In 1952, Djerassi became a tenured associate professor at Wayne University (now Wayne State University) in Detroit, Mich. He became a full professor in 1953. During his five years there, he initiated research that he considered his most important chemical contribution—application of physicochemical techniques to characterize and determine the structures of organic compounds.
Djerassi returned to Syntex for a second three-year term as vice president for research. In 1959, he became president of Syntex, a connection that made him wealthy and enabled him to purchase 1,200 acres for his SMIP cattle ranch and to begin collecting art. In 1959, he also became professor of chemistry at Stanford University, where he remained as professor emeritus until his death. He retained his ties to industry, serving in important positions with Syntex, Zoecon and other firms.
In 1978, his artist daughter Pamela committed suicide, which he called “the greatest tragedy of my life.” He finally came to terms with that event the following year by turning half of his SMIP ranch into an artist’s colony with housing and studios for scores of visual artists, writers, composers and choreographers. The Djerassi Resident Artists Program, the largest in the western United States and among the best in the country, has provided more than 2,000 residencies and currently serves approximately 90 artists annually, all free of charge.
In 1985, a five-hour cancer operation forced Djerassi to come to terms with his own mortality. He embarked on a third career (after his scientific careers in industry and academe) in creative writing, becoming a novelist, poet and playwright, specializing in “science-in-fiction” as opposed to science fiction.
We will truly miss our nonagenarian polymath colleague and friend.

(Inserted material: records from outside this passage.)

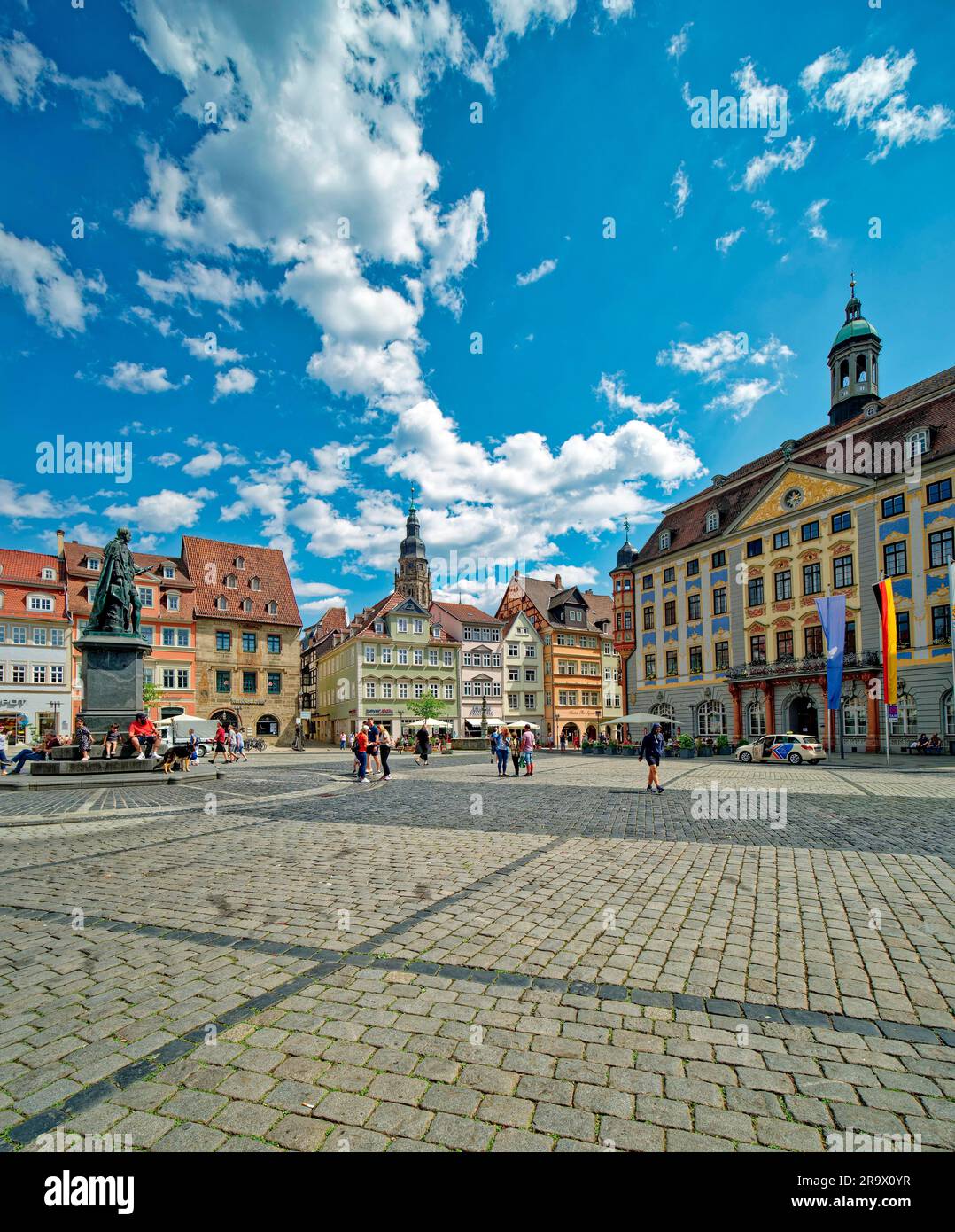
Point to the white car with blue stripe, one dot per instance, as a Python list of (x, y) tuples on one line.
[(788, 747)]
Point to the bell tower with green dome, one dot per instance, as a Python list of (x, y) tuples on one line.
[(853, 363)]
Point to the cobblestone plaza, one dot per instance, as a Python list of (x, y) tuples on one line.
[(285, 961)]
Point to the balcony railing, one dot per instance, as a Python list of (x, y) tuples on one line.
[(810, 666)]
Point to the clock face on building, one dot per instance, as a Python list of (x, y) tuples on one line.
[(793, 499)]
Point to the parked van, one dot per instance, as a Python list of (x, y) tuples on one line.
[(176, 730)]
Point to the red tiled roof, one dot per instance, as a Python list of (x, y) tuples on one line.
[(687, 521), (468, 612), (79, 578), (209, 558), (543, 596), (19, 574)]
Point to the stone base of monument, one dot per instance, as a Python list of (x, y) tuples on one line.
[(63, 768), (113, 675)]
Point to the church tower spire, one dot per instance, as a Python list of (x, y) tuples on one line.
[(413, 575), (853, 363)]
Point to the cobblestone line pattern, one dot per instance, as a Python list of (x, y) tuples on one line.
[(759, 1013), (813, 820), (169, 1051), (369, 1060)]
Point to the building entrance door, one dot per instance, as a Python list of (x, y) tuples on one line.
[(804, 717)]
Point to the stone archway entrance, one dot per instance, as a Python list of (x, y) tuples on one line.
[(804, 719)]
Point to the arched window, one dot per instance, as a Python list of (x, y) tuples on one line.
[(907, 721), (756, 719), (854, 717), (711, 719), (917, 442)]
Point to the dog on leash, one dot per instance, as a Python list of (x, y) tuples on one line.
[(176, 758)]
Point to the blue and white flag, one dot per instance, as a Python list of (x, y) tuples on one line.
[(832, 618)]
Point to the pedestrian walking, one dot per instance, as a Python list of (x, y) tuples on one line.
[(423, 743), (221, 747), (111, 742), (361, 754), (84, 738), (515, 743), (375, 733), (501, 745), (651, 751), (384, 748), (527, 751)]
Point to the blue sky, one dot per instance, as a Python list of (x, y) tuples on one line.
[(307, 277)]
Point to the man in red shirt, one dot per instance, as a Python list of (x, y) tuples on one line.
[(143, 733), (219, 745)]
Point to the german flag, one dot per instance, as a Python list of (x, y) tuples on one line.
[(885, 600)]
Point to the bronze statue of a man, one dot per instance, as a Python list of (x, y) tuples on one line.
[(116, 605)]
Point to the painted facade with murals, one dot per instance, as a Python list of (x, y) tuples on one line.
[(715, 616)]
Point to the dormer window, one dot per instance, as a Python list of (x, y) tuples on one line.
[(917, 442)]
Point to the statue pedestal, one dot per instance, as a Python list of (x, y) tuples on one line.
[(113, 674)]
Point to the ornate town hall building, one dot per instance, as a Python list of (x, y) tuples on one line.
[(715, 616)]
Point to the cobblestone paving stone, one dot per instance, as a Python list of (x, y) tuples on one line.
[(584, 1048)]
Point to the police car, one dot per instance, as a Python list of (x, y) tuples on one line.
[(788, 747)]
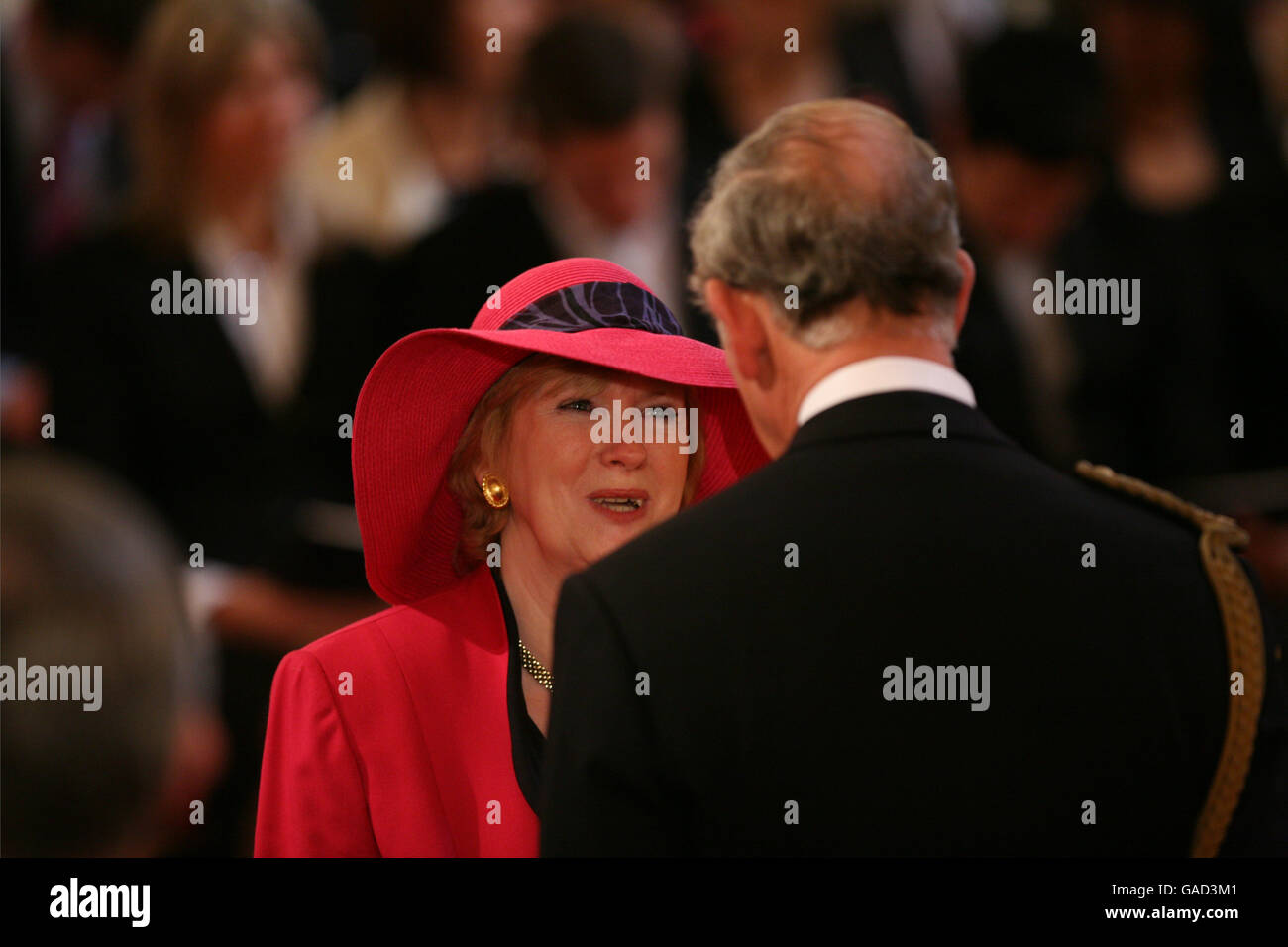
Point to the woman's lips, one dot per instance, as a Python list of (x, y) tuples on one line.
[(619, 505)]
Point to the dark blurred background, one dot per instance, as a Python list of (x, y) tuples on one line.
[(377, 166)]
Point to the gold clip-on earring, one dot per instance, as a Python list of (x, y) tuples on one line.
[(494, 491)]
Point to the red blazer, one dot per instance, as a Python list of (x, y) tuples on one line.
[(416, 761)]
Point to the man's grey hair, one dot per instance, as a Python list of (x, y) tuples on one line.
[(831, 201)]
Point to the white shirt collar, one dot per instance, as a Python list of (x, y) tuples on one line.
[(884, 373)]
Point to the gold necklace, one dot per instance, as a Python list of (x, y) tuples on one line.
[(536, 669)]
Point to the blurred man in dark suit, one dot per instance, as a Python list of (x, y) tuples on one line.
[(906, 635)]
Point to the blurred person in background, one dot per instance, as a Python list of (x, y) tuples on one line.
[(1206, 240), (1025, 163), (90, 578), (593, 95), (62, 75), (1194, 208), (432, 123), (902, 55), (233, 427)]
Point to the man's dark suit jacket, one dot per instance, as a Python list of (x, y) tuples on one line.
[(765, 729)]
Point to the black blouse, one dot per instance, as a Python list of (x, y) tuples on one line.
[(526, 738)]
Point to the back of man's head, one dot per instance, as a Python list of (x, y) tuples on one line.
[(828, 202), (89, 579)]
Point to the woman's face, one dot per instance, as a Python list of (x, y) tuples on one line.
[(252, 129), (574, 500)]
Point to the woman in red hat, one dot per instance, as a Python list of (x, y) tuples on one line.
[(482, 479)]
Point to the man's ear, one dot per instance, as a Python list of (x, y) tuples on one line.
[(741, 329), (967, 266)]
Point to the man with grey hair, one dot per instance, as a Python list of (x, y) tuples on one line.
[(905, 635)]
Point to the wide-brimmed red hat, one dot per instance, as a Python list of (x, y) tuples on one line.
[(419, 395)]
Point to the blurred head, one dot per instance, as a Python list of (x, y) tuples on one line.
[(445, 43), (90, 579), (824, 237), (1153, 48), (224, 119), (595, 97), (1033, 129), (533, 431), (78, 48)]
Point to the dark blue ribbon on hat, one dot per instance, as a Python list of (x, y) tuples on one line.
[(596, 305)]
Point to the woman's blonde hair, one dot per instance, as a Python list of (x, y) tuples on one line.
[(174, 88), (487, 434)]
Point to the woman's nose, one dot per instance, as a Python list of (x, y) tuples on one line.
[(629, 454)]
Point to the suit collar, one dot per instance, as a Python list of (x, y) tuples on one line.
[(898, 412)]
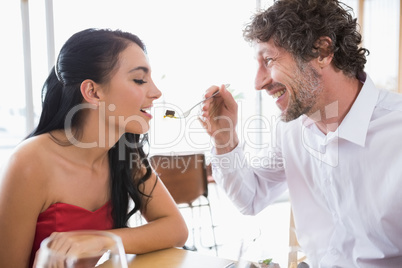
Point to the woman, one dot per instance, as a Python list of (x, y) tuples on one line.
[(84, 163)]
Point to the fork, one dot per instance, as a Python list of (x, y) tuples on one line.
[(187, 113)]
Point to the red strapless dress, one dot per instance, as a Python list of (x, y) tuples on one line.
[(61, 217)]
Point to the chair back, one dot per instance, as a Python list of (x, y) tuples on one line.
[(184, 175)]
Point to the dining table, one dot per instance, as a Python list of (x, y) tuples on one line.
[(176, 258)]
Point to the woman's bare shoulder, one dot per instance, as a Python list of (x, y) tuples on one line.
[(29, 158)]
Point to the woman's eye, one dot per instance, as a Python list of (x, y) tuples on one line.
[(139, 81)]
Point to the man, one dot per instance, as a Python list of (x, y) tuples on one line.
[(338, 147)]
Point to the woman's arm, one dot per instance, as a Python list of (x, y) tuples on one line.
[(21, 200), (165, 228)]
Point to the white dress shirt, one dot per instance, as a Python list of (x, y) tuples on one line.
[(345, 187)]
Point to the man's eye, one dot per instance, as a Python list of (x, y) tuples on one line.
[(139, 81)]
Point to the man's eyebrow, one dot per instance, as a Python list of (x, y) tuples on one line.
[(145, 69)]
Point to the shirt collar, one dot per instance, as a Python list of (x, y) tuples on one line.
[(355, 125)]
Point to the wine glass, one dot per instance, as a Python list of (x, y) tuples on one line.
[(111, 255)]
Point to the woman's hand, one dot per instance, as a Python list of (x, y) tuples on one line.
[(219, 118)]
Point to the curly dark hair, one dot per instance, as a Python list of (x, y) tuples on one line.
[(296, 25)]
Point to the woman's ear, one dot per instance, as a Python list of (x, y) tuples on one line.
[(89, 92), (324, 47)]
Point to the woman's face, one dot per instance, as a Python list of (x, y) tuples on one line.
[(128, 96)]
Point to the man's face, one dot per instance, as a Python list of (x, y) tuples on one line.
[(294, 85)]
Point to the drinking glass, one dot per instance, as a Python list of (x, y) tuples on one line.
[(112, 255)]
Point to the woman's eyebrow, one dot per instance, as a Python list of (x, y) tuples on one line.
[(144, 69)]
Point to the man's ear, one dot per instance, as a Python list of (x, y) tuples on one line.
[(89, 92), (324, 47)]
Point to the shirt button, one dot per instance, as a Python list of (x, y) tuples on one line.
[(334, 251)]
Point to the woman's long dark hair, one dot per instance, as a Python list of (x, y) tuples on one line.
[(93, 54)]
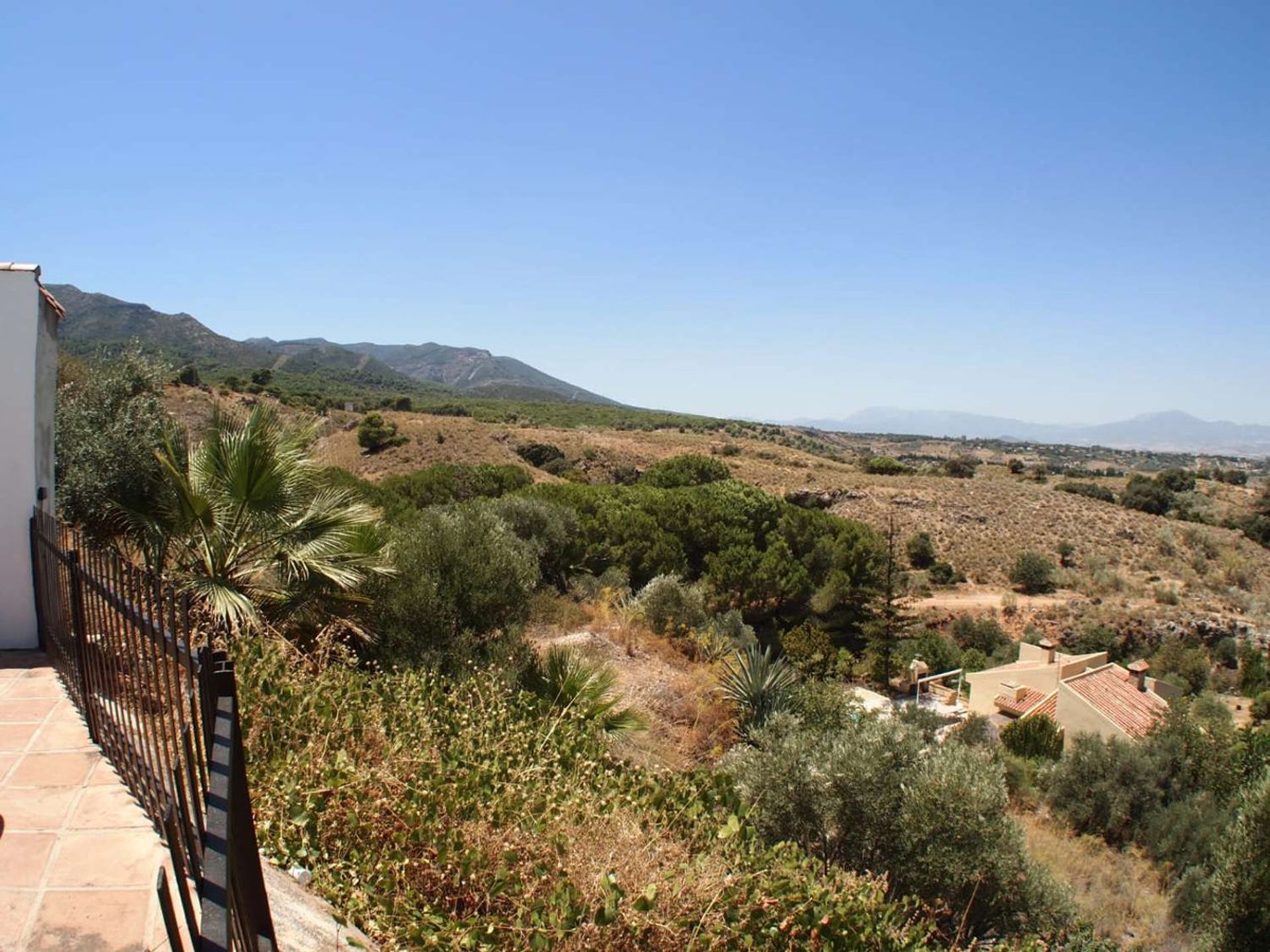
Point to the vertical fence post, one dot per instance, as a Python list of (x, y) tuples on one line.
[(79, 635), (37, 578)]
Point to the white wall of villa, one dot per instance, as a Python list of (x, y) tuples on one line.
[(28, 389)]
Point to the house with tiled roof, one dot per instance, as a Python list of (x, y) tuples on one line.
[(1082, 694), (1015, 688), (1111, 701)]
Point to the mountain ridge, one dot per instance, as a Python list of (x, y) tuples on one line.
[(1167, 430), (95, 319)]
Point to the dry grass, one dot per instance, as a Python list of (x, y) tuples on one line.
[(978, 524), (687, 724), (1118, 891)]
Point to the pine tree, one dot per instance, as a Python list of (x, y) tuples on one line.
[(890, 619)]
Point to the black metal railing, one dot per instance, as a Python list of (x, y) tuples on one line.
[(164, 711)]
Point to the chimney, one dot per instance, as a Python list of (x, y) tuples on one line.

George B. Kauffman, Ph.D., chemistry professor emeritus at Fresno State and a Guggenheim Fellow, is a recipient of the American Chemical Society’s George C. Pimentel Award in Chemical Education, the Helen M. Free Award for Public Outreach and the Award for Research at an Undergraduate Institution, and numerous domestic and international honors. In 2002 and 2011, he was appointed a Fellow of the American Association for the Advancement of Science (AAAS) and the American Chemical Society (ACS), respectively. Laurie M. Kauffman, his wife and frequent coauthor, is concerned with the humanistic aspects of science.